Cowper—Conversation. L. 63.
And hast thou sworn on every slight, pretence,
Till perjuries are common as bad pence,
While thousands, careless of the damning sin,
Kiss the book’s outside, who ne’er look’d within?
Cowper—Expostulation. L. 384.
In lapidary inscriptions a man is not upon oath.
Samuel Johnson—Boswell’s Life of Johnson. (1775).
I take the official oath to-day with no mental reservations and with no purpose to construe the Constitution by any hypercritical rules.
Lincoln—First Inaugural Address. March 4, 1861.
You can have no oath registered in heaven to destroy the Government; while I shall have the most solemn one to “preserve, protect, and defend” it.
Lincoln—First Inaugural Address. March 4, 1861.
He that sweareth to his own hurt and changeth not.
Psalms. XV. 4.
’Tis not the many oaths that makes the truth,
But the plain single vow that is vow’d true.
All’s Well That Ends Well. Act IV. Sc. 2. L. 21.
Trust none;
For oaths are straws, men’s faiths are wafer-cakes,
And hold-fast is the only dog.
Henry V. Act II. Sc. 3. L. 52.
It is a great sin to swear unto a sin,
But greater sin to keep a sinful oath.
Henry VI. Pt. II. Act V. Sc. 1. L. 182.
Or, having sworn too hard a keeping oath,
Study to break it and not break my troth.

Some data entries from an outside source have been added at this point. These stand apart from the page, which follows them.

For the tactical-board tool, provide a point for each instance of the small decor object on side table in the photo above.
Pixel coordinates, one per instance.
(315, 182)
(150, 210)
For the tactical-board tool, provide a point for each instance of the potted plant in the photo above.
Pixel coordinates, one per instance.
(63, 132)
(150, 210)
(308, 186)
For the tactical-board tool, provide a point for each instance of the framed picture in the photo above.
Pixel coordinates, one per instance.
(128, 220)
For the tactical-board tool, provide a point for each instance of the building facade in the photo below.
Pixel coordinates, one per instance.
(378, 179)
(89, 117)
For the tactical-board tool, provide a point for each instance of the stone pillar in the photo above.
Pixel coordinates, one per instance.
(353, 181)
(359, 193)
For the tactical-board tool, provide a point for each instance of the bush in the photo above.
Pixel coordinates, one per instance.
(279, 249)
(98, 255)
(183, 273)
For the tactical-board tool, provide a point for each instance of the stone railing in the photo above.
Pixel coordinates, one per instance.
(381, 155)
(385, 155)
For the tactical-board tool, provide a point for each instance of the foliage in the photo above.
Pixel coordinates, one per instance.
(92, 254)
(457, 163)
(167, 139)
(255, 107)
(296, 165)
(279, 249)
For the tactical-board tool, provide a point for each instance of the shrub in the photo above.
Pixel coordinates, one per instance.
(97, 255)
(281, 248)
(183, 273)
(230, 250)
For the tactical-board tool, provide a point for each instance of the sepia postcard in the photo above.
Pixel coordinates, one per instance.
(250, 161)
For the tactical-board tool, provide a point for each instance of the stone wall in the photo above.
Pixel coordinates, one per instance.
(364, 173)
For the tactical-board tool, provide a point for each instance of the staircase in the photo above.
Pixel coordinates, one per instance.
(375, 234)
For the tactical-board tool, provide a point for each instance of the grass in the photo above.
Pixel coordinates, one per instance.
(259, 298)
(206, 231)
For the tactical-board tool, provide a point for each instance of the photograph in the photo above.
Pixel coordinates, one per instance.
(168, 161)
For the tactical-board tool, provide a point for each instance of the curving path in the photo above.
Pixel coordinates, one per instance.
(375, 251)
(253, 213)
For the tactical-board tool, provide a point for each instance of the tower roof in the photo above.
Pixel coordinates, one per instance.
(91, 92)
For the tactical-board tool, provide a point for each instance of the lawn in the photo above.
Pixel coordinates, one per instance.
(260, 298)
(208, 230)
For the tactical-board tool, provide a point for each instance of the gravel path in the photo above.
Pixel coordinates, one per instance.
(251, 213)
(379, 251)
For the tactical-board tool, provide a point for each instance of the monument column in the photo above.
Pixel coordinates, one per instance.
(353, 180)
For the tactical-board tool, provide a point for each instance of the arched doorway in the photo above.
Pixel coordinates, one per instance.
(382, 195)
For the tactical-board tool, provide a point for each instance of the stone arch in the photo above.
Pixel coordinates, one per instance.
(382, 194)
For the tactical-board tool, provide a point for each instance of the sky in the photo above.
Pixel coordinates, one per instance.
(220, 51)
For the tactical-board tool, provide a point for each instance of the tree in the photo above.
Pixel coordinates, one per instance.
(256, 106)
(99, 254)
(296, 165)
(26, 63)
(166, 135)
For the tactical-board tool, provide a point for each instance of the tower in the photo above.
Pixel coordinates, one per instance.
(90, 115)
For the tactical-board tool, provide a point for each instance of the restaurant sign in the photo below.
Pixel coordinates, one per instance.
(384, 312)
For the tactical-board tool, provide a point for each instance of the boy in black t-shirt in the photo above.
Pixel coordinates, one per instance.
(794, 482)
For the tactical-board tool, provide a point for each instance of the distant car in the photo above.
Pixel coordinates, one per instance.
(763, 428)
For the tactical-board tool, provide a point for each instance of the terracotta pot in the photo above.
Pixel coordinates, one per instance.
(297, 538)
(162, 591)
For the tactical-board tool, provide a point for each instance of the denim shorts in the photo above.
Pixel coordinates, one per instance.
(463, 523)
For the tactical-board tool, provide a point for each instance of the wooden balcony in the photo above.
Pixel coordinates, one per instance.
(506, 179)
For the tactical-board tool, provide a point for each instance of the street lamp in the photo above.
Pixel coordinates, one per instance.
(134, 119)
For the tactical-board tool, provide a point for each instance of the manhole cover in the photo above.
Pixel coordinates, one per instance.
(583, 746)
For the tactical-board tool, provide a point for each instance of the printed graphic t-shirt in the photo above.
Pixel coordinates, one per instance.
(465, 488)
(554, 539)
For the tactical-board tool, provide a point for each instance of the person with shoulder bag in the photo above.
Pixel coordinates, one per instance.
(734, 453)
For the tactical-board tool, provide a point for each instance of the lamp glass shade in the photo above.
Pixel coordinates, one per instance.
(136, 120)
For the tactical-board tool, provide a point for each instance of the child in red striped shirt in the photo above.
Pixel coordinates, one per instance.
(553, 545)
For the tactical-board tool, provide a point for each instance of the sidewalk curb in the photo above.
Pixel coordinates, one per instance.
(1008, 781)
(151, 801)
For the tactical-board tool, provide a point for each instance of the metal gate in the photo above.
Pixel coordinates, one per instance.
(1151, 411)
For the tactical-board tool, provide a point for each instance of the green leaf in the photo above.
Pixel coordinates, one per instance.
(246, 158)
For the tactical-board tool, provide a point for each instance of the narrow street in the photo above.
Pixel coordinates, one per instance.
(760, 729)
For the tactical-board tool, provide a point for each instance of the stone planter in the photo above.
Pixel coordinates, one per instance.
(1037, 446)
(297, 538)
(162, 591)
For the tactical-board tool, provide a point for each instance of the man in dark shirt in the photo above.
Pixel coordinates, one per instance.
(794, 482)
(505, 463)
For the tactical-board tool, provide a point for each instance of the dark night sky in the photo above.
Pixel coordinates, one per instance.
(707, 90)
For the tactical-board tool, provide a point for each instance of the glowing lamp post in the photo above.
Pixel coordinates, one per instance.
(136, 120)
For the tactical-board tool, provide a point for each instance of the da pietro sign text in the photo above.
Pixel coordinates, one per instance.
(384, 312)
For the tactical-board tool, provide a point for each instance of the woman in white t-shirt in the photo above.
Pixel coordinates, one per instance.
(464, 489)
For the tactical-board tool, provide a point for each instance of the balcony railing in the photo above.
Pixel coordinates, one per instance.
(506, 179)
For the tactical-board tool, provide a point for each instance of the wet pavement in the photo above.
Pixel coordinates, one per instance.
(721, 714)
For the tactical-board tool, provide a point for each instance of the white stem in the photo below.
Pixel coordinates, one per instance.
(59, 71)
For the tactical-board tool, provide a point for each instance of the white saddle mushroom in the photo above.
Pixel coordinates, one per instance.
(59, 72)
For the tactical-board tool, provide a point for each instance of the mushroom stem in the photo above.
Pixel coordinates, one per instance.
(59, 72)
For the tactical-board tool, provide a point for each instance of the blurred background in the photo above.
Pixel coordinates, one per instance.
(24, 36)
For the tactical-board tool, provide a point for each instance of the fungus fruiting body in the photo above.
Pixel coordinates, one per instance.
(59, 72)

Love’s Labour’s Lost. Act I. Sc. 1. L. 65.
What fool is not so wise
To lose an oath to win a paradise?
Love’s Labour’s Lost. Act IV. Sc. 3. L. 72.
An oath, an oath, I have an oath in heaven:
Shall I lay perjury upon my soul?
No, not for Venice.
Merchant of Venice. Act IV. Sc. 1. L. 228.
I’ll take thy word for faith, not ask thine oath;
Who shuns not to break one will sure crack both.
Pericles. Act I. Sc. 2. L. 120.
I write a woman’s oaths in water.
Sophocles—Fragment. 694.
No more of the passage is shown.